At the core of CAPA lies a radical rethinking of authorship and intellectual property, modelled explicitly on open-source software culture. Ideas are produced as layered derivatives—CAPA 001 to CAPA 999—each emerging from hybrid conversations between philosophers, scientists, ideologues, and artists. Authorship is distributed, credited, and expandable, privileging complexity over ownership. The proposed BRAIN system, a non-linear, rhizomatic cloud of references and derivations, operationalises Deleuze and Guattari’s Mille Plateaux within a practical research environment. Knowledge is not archived as memory alone but activated as a navigable topology, allowing agents to enter, exit, and re-route ideas without hierarchical sequencing. This structure directly challenges academic hermeneutics grounded in lineage and authority, replacing them with a dynamic ecology of micro-texts and micro-ideas. The micro-essay becomes CAPA’s primary artefact: concise, didactic, and experimental, yet embedded within a dense referential field. In this sense, CAPA is less a think tank than a thinking organism, where theory is constantly applied to alien fields as a stress test. The insistence on agonistic exchange prevents the crystallisation of dogma and maintains the system in a state of productive instability.
Equally significant is CAPA’s insistence on visual epistemology. The development of a synthetic graphic system—conceived as both mnemonic device and conceptual interface—positions design as an active agent in thought production rather than a supplementary layer. Referencing Alighiero Boetti’s conceptual schemata, the graphic identity of CAPA functions as a pre-text: a visual condensation of the micro-essay’s conceptual architecture. This strategy acknowledges the contemporary condition of attention, where ideas circulate primarily through images before texts are read. Yet CAPA resists pure branding; its graphic syntax is cumulative, legible, and pedagogical, designed to grow alongside the theoretical corpus. LAPIEZA’s role as graphic and relational dynamiser underscores the project’s commitment to transdisciplinary literacy, where form and content co-evolve. Dissemination follows a logic of scarcity rather than abundance: selective publication, rhythmic release, and strategic silence. In an economy oversaturated with discourse, distinction becomes an ethical stance. CAPA understands visibility as a form of power that must be modulated, not maximised. The project thus reframes communication as an agonistic practice in itself, negotiating between internal complexity and external legibility.

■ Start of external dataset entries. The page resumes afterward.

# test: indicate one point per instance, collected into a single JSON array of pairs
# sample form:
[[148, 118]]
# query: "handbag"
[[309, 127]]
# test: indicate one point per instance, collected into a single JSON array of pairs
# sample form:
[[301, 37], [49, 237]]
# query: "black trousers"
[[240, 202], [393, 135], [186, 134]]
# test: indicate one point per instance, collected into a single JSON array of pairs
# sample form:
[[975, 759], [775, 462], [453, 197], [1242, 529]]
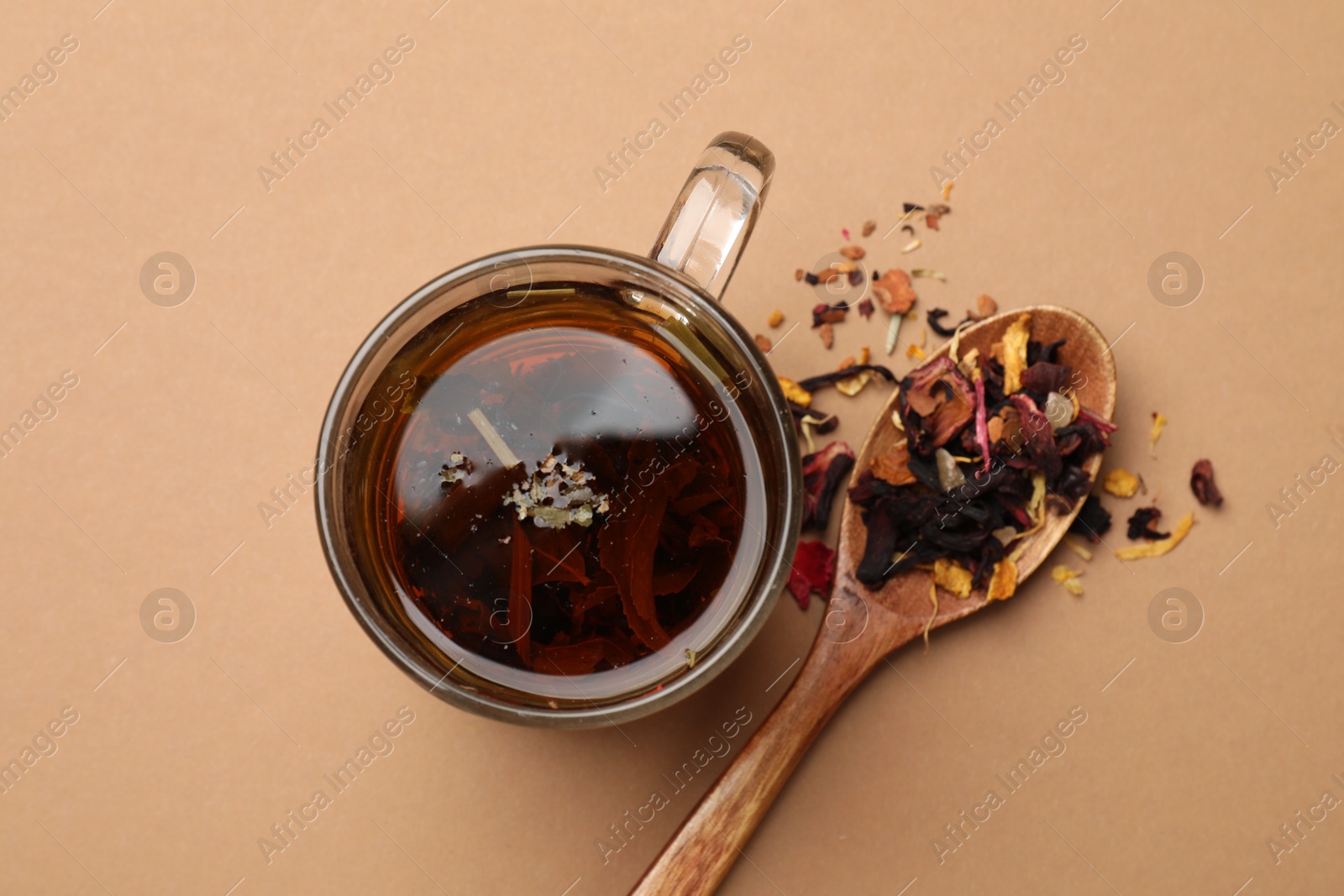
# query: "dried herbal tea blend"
[[564, 492], [992, 445]]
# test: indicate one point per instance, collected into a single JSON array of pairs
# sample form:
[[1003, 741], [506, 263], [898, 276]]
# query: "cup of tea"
[[559, 485]]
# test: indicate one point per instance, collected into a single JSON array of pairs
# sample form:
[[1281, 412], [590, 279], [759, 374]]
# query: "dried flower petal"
[[1068, 578], [952, 577], [1121, 483], [795, 392], [1015, 352], [894, 466], [1202, 484], [1003, 584], [1159, 425], [822, 476], [1159, 548], [813, 570], [1142, 524]]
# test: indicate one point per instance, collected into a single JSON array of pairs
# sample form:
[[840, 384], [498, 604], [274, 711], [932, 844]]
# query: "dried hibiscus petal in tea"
[[983, 464]]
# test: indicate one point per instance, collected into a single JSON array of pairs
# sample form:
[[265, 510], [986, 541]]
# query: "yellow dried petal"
[[1159, 548], [795, 392], [1015, 352], [1003, 584], [1121, 483], [1159, 423], [952, 577]]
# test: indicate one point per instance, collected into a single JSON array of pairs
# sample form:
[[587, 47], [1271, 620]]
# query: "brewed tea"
[[562, 490]]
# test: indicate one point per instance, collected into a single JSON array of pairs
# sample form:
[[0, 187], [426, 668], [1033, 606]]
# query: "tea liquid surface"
[[566, 495]]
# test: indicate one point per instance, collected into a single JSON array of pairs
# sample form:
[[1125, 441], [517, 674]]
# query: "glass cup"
[[674, 297]]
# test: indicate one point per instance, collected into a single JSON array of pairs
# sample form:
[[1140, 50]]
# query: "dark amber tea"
[[564, 488]]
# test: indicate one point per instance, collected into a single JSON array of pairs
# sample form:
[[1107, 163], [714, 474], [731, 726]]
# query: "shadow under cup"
[[465, 312]]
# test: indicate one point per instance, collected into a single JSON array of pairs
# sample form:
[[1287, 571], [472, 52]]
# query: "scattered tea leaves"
[[1202, 484], [1159, 548]]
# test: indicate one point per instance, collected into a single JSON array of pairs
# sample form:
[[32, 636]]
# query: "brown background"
[[154, 469]]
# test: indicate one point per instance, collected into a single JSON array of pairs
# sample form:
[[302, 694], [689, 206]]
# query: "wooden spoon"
[[862, 626]]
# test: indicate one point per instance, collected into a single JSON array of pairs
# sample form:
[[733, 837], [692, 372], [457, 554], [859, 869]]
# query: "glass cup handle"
[[712, 217]]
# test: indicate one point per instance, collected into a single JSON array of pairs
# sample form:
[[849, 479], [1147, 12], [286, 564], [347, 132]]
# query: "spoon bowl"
[[864, 625]]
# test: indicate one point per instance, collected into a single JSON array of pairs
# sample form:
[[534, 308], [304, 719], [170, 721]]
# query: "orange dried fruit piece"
[[1159, 548], [894, 291], [1121, 483], [893, 466], [952, 577], [795, 392], [1003, 582]]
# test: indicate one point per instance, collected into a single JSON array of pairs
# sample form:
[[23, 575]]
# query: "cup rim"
[[353, 587]]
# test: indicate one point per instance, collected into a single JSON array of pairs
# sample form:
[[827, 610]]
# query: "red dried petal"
[[813, 570], [822, 477]]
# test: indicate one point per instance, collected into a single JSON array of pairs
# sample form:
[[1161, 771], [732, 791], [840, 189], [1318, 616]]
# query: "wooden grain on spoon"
[[864, 626]]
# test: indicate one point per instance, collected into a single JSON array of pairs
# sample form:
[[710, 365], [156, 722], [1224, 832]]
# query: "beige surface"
[[152, 470]]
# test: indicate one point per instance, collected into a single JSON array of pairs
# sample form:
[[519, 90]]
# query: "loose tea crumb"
[[1142, 524], [1202, 484], [1159, 548]]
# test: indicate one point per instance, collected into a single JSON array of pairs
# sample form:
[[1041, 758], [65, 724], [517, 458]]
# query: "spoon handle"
[[707, 844]]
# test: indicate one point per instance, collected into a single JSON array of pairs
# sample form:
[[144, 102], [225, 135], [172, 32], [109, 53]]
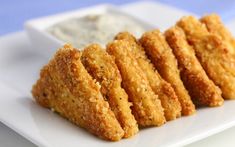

Ultimately, CAPA proposes itself as both method and artwork: an ephemeral yet reproducible structure designed to be replicated, mutated, and localised by other groups beyond the culture–science divide. The periodic opening of the forum—through conversations rather than conferences—further destabilises academic ritual, privileging transversal encounters over disciplinary coherence. Deconstruction, in the Derridean sense, becomes a generative tool, allowing fragments from philosophy, art, science, and media to be recomposed into new syntagms. While rooted in philosophy, epistemology, and conceptual art, CAPA’s horizon extends toward anthropology, urbanism, sociology, and mass media, acknowledging the hybrid realities of contemporary knowledge. The final crystallisation into a book or manifesto does not signal closure but a temporary fixation—a snapshot of a historical layer after two decades of networked life. CAPA’s relevance lies precisely in this temporal consciousness: it is a structure attuned to its moment, aware that its value will be measured not by permanence but by resonance. As such, CAPA stands as a critical response to the neoliberalisation of knowledge, offering instead a model of shared, antagonistic, and situated intelligence.